Buch-Tipp: „Die Hundesprechstunde“ – Verständliche Tiermedizin für zu Hause
Wenn ein Hund krank wird, zählt vor allem eines: Sicherheit. Doch viele Halter:innen fühlen sich im Ernstfall überfordert – zwischen Googeln, Bauchgefühl und der Frage, ob ein Notfall vorliegt oder nicht. Genau hier setzt das neue Buch von Dr. Christian Nees und Dr. Christine Nees an. Die beiden erfahrenen Tierärzt:innen bündeln darin ihr geballtes Praxiswissen aus 35 Jahren Klinikarbeit (Christian) und 25 Jahren Kleintierpraxis (Christine) und schaffen ein Nachschlagewerk, das Orientierung, Klarheit und echte Entscheidungshilfe bietet.

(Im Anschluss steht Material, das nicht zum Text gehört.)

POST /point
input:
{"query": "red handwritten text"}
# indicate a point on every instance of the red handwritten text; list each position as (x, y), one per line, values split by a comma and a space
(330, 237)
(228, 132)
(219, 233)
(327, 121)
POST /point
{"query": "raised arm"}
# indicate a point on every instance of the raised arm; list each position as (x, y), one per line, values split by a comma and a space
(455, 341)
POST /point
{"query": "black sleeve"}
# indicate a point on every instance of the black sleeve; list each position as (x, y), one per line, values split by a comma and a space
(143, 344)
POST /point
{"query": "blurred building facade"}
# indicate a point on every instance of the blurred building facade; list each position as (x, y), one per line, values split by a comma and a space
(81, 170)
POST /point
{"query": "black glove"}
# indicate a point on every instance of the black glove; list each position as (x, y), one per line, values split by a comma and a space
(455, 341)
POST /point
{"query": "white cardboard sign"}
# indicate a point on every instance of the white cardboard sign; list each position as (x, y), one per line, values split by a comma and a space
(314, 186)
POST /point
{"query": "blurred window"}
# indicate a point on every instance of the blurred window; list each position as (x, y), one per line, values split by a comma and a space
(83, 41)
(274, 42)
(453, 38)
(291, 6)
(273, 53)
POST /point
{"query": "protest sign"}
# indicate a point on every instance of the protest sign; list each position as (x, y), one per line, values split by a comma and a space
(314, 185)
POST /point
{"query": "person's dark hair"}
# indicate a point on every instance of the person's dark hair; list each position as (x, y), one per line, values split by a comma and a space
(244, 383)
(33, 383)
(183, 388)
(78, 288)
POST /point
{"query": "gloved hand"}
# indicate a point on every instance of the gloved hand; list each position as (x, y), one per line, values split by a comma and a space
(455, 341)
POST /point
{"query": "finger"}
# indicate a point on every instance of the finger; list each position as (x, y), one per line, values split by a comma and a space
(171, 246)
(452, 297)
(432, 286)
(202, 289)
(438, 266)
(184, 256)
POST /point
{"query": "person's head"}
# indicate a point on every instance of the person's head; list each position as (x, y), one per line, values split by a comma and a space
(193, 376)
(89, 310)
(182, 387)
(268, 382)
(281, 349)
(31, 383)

Warum dieses Buch entstanden ist ...
Als Christian Nees mit 64 Jahren aus der Klinik ausschied, stand er plötzlich vor der Frage: „Was mache ich jetzt?“ Die Antwort lag nahe: Endlich jenes Buch schreiben, das er seit Jahren im Kopf hatte – ein Werk, das die häufigsten Erkrankungen, Fehlerquellen und Behandlungswege so erklärt, dass Hundehalter:innen kompetent, ruhig und gut informiert handeln können. Seine Frau Christine schrieb selbstverständlich mit. Die beiden beschreiben detailliert, wie Erkrankungen heute diagnostiziert und behandelt werden sollten und formuliert im Gespräch sehr deutlich: „Viele Fehler passieren, weil Diagnostik ausgelassen wird.“ Er schildert Fälle, in denen Hunde monatelang mit falschen Ohrmedikamenten behandelt wurden - ohne Abstrich, ohne Labor, ohne Blick auf die Haut. Genau diese wiederkehrenden Beobachtungen haben ihn angetrieben, das Buch zu schreiben. Dabei geht es ausdrücklich darum, Halter:innen zu befähigen, die richtigen Fragen zu stellen und Warnsignale zu erkennen. Der Staat-of-the-Art der Tiermedizin wird verständlich erklärt mit klaren Fakten.
Hilfe zur Selbsthilfe
Das Buch folgt einem Leitmotiv, das im Interview immer wieder anklingt: Hilfe zur Selbsthilfe. Viele Situationen, so Nees, sind kein Notfall. Zwei rote Augen nach einem Waldspaziergang? Meist harmlos. Ein hinkender Hund nach dem Rennen? Genau hinsehen. Heftiges Augenkneifen nach Aufprall? Sofort in die Tierarztpraxis. Diese Unterscheidungen vermitteln die beiden so, dass Laien sie schnell nachvollziehen können. Auch alltägliche Handgriffe – Verbände anlegen, Pfoten kontrollieren, Wunden versorgen – werden Schritt für Schritt erklärt. Zahlreiche Fotos und Illustrationen machen das Gelesene sichtbar. Ziel ist es, Sicherheit zu vermitteln, ohne falsche Selbstbehandlung zu fördern. Interessanterweise richtet sich das Werk nicht nur an Hundehalter:innen. Schon jetzt melden sich zahlreiche Tierärzt:innen, die das Buch kaufen – nicht für sich selbst, sondern für ihre Kundschaft. Das Buch entlastet das Team, weil viele Anrufe im Notdienst gar nicht nötig wären. Auch Tiermedizinische Fachangestellte greifen gern dazu, weil es Grundlagen, Symptomlehre und Abläufe verständlich zusammenfasst.
Verlag, Preis und Motivation
Erschienen ist „Die Hundesprechstunde“ im Kosmos Verlag, der großen Wert darauf legte, den Preis niedrig zu halten:
28 Euro – für ein über 300 Seiten starkes, reich bebildertes Praxisbuch. Für Christine und Christian Nees ist das Buch eine Herzensangelegenheit und eine eine Art Vermächtnis ihrer jahrzehntelangen Arbeit – und ein Werkzeug, um Missverständnisse, Fehleinschätzungen und unnötiges Tierleid zu vermeiden.